Tape loop was one way-and long before tape existed-they used a small speaker in a long coiled tube (the length of time needed for the delay) with a mic in the end. The idea being that in a plane wave tube there is no loss and then the mic would go to the delay speakers.
Not quite as easy as punching in a number these days.
Ivan,
I remember lugging a Revox A-77 tape recorder in and out of clubs in the 1970's, using it as tape delay. Weighed around 60 pounds in the case.
An Echoplex would have been cheaper, lighter and more variable, but the Revox was more "hi-fi"
.
Running four hours a night in smoky bars wore the heads down to where they should have been re-lapped, but it still was used for click track playback of backing tracks for Andy Williams in the mid 1980's, using foil tape between songs to trigger an automatic stop mechanism we added.

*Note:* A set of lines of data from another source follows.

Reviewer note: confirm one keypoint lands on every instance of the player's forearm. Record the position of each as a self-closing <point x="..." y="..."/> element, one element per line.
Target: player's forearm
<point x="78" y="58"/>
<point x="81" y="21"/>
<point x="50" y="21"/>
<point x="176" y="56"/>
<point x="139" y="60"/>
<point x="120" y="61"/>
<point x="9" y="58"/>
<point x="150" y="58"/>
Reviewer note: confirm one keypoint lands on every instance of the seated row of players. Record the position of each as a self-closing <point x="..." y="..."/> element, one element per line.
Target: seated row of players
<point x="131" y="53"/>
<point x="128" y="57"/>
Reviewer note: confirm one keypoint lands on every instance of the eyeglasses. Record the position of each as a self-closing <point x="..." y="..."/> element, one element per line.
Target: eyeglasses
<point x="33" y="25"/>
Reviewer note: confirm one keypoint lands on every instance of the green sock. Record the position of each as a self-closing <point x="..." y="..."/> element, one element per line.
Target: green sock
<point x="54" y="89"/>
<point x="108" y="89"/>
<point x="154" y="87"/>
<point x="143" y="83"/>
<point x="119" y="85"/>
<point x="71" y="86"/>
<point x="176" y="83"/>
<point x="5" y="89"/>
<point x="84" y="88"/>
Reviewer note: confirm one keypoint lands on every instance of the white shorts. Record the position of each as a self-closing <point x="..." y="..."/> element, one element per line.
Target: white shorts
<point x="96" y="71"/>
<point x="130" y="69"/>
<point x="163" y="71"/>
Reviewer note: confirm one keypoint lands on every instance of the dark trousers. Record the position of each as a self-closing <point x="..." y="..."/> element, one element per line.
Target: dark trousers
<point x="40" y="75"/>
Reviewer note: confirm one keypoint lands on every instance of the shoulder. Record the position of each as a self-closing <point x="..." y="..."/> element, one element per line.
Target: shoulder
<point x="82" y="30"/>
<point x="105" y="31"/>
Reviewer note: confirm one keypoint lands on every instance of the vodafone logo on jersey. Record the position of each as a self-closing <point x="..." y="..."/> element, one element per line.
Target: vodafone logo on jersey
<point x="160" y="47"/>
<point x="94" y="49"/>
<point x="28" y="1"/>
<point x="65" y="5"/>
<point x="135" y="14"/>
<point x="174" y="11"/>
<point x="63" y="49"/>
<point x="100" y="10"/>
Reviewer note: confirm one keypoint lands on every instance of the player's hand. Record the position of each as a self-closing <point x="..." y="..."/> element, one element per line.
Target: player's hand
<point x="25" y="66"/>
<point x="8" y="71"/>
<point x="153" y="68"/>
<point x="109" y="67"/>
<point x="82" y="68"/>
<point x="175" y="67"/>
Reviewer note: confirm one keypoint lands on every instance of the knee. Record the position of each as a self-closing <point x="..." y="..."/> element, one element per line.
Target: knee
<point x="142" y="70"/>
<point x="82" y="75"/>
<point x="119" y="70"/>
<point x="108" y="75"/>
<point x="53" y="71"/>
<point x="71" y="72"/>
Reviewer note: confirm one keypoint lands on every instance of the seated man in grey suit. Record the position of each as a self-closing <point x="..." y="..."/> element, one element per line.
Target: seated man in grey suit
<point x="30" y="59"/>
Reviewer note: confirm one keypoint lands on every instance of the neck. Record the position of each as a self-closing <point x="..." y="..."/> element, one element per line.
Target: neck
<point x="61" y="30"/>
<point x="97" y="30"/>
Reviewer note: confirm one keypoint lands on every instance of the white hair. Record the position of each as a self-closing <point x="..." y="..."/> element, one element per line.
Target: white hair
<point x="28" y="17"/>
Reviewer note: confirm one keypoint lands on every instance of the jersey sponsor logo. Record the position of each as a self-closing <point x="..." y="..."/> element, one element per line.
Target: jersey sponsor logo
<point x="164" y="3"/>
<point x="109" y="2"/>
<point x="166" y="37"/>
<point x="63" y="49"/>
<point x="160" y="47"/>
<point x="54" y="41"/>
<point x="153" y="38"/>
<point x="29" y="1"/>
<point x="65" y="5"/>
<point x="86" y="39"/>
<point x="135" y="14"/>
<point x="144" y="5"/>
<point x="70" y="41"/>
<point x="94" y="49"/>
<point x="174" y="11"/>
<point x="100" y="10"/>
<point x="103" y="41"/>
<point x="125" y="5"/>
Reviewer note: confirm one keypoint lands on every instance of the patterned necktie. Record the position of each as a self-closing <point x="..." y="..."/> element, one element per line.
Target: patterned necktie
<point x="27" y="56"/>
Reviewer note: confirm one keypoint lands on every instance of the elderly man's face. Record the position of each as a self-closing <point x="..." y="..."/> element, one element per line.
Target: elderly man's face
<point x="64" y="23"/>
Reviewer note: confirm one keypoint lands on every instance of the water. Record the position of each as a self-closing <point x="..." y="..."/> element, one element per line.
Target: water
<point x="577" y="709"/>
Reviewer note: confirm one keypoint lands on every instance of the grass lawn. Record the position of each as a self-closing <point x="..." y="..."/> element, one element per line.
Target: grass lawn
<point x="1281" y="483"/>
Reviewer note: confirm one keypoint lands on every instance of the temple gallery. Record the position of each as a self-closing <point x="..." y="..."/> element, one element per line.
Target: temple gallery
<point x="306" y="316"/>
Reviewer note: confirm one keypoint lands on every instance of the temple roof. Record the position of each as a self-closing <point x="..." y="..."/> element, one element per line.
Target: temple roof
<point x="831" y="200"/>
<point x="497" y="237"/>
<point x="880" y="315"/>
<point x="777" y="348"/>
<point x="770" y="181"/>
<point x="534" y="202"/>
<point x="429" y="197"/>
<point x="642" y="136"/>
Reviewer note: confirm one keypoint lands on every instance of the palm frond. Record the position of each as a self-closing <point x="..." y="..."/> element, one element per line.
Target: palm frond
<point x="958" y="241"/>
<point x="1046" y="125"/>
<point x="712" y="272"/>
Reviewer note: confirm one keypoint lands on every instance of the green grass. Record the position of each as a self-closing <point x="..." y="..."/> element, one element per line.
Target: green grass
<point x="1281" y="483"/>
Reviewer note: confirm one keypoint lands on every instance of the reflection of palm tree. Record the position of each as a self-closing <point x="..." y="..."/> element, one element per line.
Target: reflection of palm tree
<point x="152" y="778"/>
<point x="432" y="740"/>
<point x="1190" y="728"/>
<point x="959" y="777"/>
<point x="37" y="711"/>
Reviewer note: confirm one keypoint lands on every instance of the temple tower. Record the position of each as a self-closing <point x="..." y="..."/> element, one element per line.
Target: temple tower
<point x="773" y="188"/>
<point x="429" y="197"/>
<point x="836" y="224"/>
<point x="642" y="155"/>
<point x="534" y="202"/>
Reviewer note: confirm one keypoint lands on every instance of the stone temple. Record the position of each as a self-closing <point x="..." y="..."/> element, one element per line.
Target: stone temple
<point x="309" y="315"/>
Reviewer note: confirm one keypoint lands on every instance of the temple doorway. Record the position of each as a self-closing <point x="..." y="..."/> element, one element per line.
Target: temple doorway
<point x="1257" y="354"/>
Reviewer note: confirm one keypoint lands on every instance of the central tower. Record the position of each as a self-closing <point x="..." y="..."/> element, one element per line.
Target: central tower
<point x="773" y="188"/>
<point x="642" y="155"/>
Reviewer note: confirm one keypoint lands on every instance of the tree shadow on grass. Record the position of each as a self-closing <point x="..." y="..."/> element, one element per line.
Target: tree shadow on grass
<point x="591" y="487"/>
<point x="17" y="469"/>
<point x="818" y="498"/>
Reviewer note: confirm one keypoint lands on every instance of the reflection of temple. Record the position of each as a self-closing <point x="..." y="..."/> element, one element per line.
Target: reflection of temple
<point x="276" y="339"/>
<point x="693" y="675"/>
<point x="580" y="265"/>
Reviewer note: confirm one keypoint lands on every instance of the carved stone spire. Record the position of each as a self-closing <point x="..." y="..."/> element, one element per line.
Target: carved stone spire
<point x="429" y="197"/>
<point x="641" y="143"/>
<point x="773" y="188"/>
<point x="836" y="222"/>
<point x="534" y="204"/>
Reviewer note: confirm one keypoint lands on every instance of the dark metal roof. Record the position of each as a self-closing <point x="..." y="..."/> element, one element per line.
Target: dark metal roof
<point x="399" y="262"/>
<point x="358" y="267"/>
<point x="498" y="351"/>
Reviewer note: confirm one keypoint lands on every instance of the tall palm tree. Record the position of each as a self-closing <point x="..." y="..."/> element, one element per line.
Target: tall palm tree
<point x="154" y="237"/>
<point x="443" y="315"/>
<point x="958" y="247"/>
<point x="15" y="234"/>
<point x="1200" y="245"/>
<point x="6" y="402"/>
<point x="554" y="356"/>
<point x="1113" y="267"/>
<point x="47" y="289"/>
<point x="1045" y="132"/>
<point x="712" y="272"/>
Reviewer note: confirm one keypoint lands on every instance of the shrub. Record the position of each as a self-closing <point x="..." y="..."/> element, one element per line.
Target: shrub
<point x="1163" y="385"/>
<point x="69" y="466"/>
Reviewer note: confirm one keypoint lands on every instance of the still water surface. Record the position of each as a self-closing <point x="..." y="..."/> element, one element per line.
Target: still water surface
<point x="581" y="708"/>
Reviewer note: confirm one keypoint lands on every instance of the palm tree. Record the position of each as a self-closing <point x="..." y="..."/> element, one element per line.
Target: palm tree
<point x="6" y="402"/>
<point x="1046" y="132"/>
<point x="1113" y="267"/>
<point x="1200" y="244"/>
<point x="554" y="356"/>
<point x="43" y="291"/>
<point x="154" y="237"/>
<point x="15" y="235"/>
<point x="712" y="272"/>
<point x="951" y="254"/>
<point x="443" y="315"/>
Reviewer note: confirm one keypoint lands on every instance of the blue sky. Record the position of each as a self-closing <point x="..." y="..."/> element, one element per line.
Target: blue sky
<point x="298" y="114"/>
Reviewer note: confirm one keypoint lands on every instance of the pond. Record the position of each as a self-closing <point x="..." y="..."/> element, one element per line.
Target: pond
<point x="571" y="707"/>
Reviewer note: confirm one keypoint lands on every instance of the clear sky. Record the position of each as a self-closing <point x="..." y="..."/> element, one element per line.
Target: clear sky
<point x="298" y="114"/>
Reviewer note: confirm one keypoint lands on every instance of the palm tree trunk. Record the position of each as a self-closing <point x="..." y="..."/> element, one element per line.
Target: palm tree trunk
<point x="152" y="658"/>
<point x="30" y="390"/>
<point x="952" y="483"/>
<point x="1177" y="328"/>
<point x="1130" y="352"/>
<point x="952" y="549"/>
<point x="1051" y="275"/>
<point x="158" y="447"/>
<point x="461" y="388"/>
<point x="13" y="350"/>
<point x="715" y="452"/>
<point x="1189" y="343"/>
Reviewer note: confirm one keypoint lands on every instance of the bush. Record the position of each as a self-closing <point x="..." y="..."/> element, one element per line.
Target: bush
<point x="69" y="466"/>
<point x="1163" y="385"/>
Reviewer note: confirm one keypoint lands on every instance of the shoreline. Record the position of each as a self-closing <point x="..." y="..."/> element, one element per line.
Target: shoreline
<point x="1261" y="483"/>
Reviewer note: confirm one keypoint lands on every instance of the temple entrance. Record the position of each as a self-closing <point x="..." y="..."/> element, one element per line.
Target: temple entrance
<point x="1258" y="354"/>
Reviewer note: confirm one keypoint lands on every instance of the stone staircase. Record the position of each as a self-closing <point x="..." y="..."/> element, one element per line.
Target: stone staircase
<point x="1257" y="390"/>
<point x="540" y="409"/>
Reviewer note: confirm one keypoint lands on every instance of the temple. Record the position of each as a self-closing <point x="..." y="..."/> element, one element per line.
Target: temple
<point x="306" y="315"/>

The Cooper Time Cube was a UREI-branded, Bill Putman/Duane H. Cooper coiled tube delay device first made in 1971.
It had 14ms, 16ms or a combined 30ms delay, too short for the delay speakers needed on big shows.
The Time Cube was popular in high end studios (1000 were sold), but I never heard of them being used other than for effects on a live show, too feedback prone, using Shure SM57 cartridges for both the microphone and speaker.
Have you heard of an actual event that used coiled tubes for sound delay on a show?